Her hair fans out across the pillow, framing the youthful face. I swear, if she backs out now I will die-healing factor or no.

"Marie, you gotta be...you sure?"

In all fairness, perhaps I should have stopped touching her when I asked.

"Yes...Mmmh...I...am..yes, Logan...yes..."

I give into temptation, kiss slowly up her belly. Up, up. Her skin, salty and sweet. Velvet. Untouched.

Marie gasps when I reach her breasts. I might have too, if my mouth weren't full.

"L-Lo-Logan," Marie stammers. God.

I stroke her stomach soothingly, and graze the pert nipple with my teeth. I could spend hours doing this, days. Weeks, listening to the sounds Marie's making.

But there are more pressing issues.

I return my lips to hers.

"Marie, Marie, Marie." Have to keep touching her breasts, though. Gotta-gotta do that.

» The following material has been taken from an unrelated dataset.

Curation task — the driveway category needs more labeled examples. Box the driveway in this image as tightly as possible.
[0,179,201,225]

I reach over to the nightstand, yank the drawer open with enough force to break it-it'll never close now. Fumble around hurriedly...where's the...there.

Slip a condom out of the box, rip it open. I've had lots of practice with this. With one hand I push down the sweats. Marie stares, her eyes very, very wide. I don't blame her. I smile, and slide the rubber over stiff flesh.

I've done alot of things in my fifteen remembered years- crazy and kinky and dangerous, pushing body and virtue to the limit. But I've never been with a virgin. My usual tastes run to more hardened women, capable of taking a quick pounding and greedy release.

It's never been like this.

"Marie, Baby." I kiss her cheek. "Sweetie, you know this is gonna hurt a bit?"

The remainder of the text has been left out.